Strona:Antoni Lange - Dywan wschodni.djvu/369

Z Wikiźródeł, wolnej biblioteki
Ta strona została przepisana.
DŻAJADEWA.
GITA-GOWINDA.
(Pieśń pasterska).
PIEŚŃ PIERWSZA.

O wiośnie, wiośniana obliczem i ciałem
Za Kriszną serduszkiem goni rozbolałem
Radha.
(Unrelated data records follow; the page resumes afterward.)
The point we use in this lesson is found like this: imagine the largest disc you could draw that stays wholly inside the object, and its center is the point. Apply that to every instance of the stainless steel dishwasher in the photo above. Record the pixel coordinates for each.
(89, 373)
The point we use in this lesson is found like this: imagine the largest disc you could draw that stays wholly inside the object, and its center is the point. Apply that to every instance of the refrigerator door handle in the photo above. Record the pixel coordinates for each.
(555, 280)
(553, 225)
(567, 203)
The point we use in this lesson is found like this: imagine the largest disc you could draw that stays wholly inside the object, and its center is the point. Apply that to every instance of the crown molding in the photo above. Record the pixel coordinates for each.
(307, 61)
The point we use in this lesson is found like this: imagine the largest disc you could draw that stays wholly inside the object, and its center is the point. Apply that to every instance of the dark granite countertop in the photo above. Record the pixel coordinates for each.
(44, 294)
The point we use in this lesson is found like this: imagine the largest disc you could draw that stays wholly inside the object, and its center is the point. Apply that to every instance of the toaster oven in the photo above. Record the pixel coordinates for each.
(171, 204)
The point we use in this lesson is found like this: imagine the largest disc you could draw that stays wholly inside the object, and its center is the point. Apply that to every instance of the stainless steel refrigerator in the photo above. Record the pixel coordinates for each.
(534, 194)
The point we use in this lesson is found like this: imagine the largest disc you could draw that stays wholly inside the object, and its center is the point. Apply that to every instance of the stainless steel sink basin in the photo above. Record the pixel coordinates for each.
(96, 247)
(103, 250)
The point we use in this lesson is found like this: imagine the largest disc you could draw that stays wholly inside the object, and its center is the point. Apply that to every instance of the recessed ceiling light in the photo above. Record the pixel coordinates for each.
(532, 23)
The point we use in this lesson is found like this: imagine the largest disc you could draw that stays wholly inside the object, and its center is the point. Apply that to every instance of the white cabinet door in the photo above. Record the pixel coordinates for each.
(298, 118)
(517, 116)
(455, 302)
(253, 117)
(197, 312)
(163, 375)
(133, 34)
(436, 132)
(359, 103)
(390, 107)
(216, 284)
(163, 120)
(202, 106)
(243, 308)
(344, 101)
W ten drużka straszne niesie wieści
Bolesnej w sercu na większe boleści:
Gdzie goździków woń uroczą południowych niosą wiatrów tchnienia
Gdzie w brzęczącym od pszczół lesie brzmią kukułki zawodzenia
Z dziewcząt gronem Kriszna tan zawodzi...
O, Radho, czemuż nie pomni
Ze w twoje serce tem godzi?
Gdzie kesary kwiat wspaniały, liść złocisty swój rozplata,
Gdzie z patalji jasnych kwiatów czarodziejska woń ulata
Z dziewcząt gronem Kriszna tan zawodzi...
O, Radho, czemuż nie pomni,
Ze w twoje serce tem godzi?
Od santalu wonny cały, w żółtą szatę obleczony,
W wieńcu kwiatów, wisiorami trząsa w tańcu na wsze strony,
O jak umie igrać w dziewcząt gronie?
Przytulona do twarzy jedna mu coś w ucho szeleści
Przysuwa różowe usta, włos kruczy rączkami mu pieści...
O jak umie igrać w dziewcząt gronie!
Roztęsknione drugie dziewczę, patrzaj, nad brzegiem strumyka
Ku złotej szacie Gowindy ramiona miłosne pomyka.
O jak mnie igrać w dziewcząt gronie!